Blizzard wants players to think about these things, according to Danuser. The team wanted the Kyrian to come across as fallible and in need of a new perspective. They’re certainly not evil, but they are set in their ways. Players are the tool to come in and change this society. If players pledge to the Kyrian covenant, they’ll get to be a major part of that change (while also unlocking new abilities).

Smaller zones with more replayability

Zombie fights the Kyrian in Bastion Shadowlands
Not all is well in Bastion
Image: Blizzard Entertainment

When it comes to scale, and the time spent in a zone, Shadowlands can’t quite compare to its predecessors in Legion and Battle for Azeroth. Blizzard built Shadowlands with a different philosophy in mind. Leveling in Bastion is just one part of the zone, with the player returning later to see the area from different angles — a trick Blizzard has used in the past.

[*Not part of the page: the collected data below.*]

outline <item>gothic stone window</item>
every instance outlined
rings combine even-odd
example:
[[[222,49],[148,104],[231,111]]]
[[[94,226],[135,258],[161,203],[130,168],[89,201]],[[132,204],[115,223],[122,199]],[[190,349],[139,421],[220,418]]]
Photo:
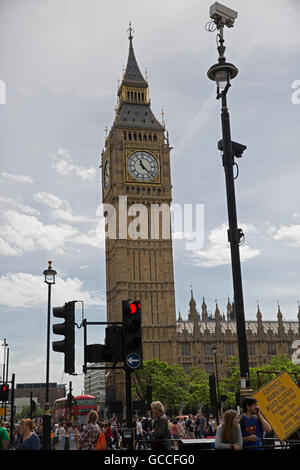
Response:
[[[276,344],[268,344],[268,356],[276,356]]]
[[[248,344],[248,353],[249,353],[249,356],[255,356],[255,344],[254,343]]]
[[[205,357],[208,357],[208,356],[211,356],[212,355],[212,349],[211,349],[211,345],[210,344],[205,344],[204,346],[204,356]]]
[[[181,354],[182,354],[182,356],[190,356],[191,355],[191,345],[190,344],[182,344]]]
[[[226,356],[234,356],[234,345],[233,344],[226,344],[225,354],[226,354]]]

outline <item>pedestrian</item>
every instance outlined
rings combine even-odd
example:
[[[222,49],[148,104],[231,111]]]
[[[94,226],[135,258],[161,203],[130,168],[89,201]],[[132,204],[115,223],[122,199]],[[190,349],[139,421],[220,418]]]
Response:
[[[242,401],[242,408],[244,413],[240,417],[240,426],[243,448],[262,450],[263,433],[264,431],[271,432],[272,428],[262,416],[256,398],[245,397]]]
[[[78,431],[75,428],[74,424],[71,422],[67,429],[67,435],[69,436],[69,450],[76,450],[78,441]]]
[[[215,448],[217,450],[242,450],[243,438],[239,416],[235,410],[224,413],[223,423],[217,427]]]
[[[139,417],[136,422],[136,441],[138,450],[141,450],[141,446],[143,446],[143,449],[145,449],[146,447],[144,432],[145,431],[143,429],[143,418]]]
[[[109,422],[106,424],[106,428],[105,428],[105,439],[106,439],[108,449],[112,449],[112,438],[113,438],[113,432],[111,428],[111,423]]]
[[[188,419],[185,422],[185,438],[186,439],[195,439],[195,421],[192,415],[188,416]]]
[[[40,450],[41,443],[34,432],[33,421],[29,418],[20,422],[20,436],[16,444],[16,450]]]
[[[216,422],[213,415],[210,415],[206,427],[206,436],[214,437],[216,435]]]
[[[65,423],[60,423],[58,428],[58,450],[65,450],[66,429]]]
[[[0,424],[0,450],[7,450],[9,444],[9,434],[4,422]]]
[[[112,430],[112,435],[113,435],[113,442],[112,442],[112,445],[114,446],[115,449],[119,449],[120,446],[119,446],[119,437],[120,437],[120,434],[119,434],[119,430],[118,430],[118,423],[117,423],[117,419],[114,418],[112,420],[112,423],[111,423],[111,430]]]
[[[151,412],[154,417],[154,431],[152,432],[152,449],[158,451],[172,449],[172,434],[165,415],[163,404],[160,401],[151,403]]]
[[[197,414],[195,420],[195,437],[196,439],[204,439],[206,434],[206,419],[202,413]]]
[[[97,420],[97,411],[91,410],[87,417],[86,426],[83,428],[83,432],[79,438],[79,445],[81,450],[95,450],[95,445],[100,433]]]
[[[52,439],[52,447],[53,450],[58,450],[59,444],[59,432],[58,432],[58,424],[54,424],[53,426],[53,439]]]

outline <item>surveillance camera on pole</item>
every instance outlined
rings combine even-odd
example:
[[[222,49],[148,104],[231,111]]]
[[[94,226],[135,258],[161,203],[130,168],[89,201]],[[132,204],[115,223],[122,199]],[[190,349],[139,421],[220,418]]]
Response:
[[[238,14],[237,11],[216,2],[209,9],[209,16],[216,23],[217,28],[221,26],[232,28]]]

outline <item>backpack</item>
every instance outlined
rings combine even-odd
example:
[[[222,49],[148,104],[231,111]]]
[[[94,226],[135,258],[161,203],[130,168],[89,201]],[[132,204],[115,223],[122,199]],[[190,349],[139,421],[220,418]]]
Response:
[[[105,436],[103,432],[100,432],[96,445],[95,445],[95,450],[106,450],[106,449],[107,449],[107,444],[106,444]]]

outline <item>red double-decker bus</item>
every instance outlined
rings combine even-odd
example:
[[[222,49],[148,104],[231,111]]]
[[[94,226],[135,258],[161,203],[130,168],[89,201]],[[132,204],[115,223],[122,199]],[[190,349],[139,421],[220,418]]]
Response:
[[[76,395],[72,406],[72,420],[75,423],[85,424],[87,415],[91,410],[98,411],[96,398],[93,395]],[[54,402],[52,422],[61,423],[70,419],[70,409],[67,407],[67,398],[58,398]]]

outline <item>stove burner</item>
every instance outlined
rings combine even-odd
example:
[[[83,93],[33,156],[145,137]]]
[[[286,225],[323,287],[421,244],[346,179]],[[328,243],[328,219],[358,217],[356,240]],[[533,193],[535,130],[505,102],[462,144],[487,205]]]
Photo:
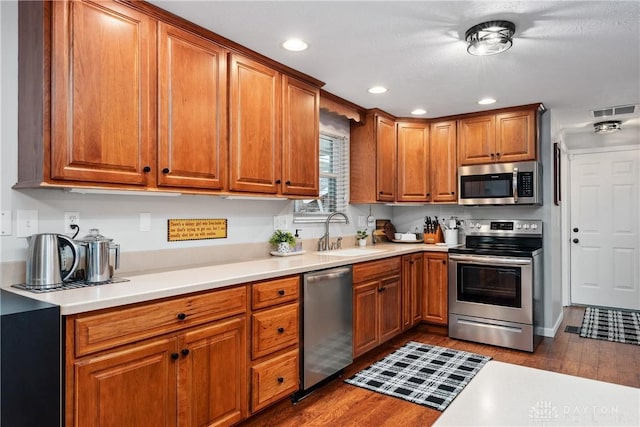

“We’ve spent a lot of effort to make sure there are areas [in zones] that are reserved for max-level content. That was something we thought was really cool from the older expansions, like Kazzak’s area in Hellfire Peninsula,” says Cash. “It’s cool to have scary parts of the world that players aspire and build towards.”

It’s an approach that requires a different way of leveling and experiencing the expansion’s story. Danuser admits that Battle for Azeroth was ambitious, and juggled a few too many threads. Shadowlands is more focused; it’s a “linear, very structured narrative arc” that focuses on one main story.

There’s also room for Blizzard to introduce new plot threads from, well, anywhere. Everyone who dies in the World of Warcraft universe goes to the Shadowlands — even creatures from planets and zones we haven’t seen or heard about yet.

“Now the trick is, obviously, we don’t have character models for the 18-legged arthropods of Praxis-9,” jokes Danuser. But these souls will still show up as amorphous blobs in zones like Bastion, leading to an endless potential field of future possibilities hidden in an already otherworldly, mysterious zone.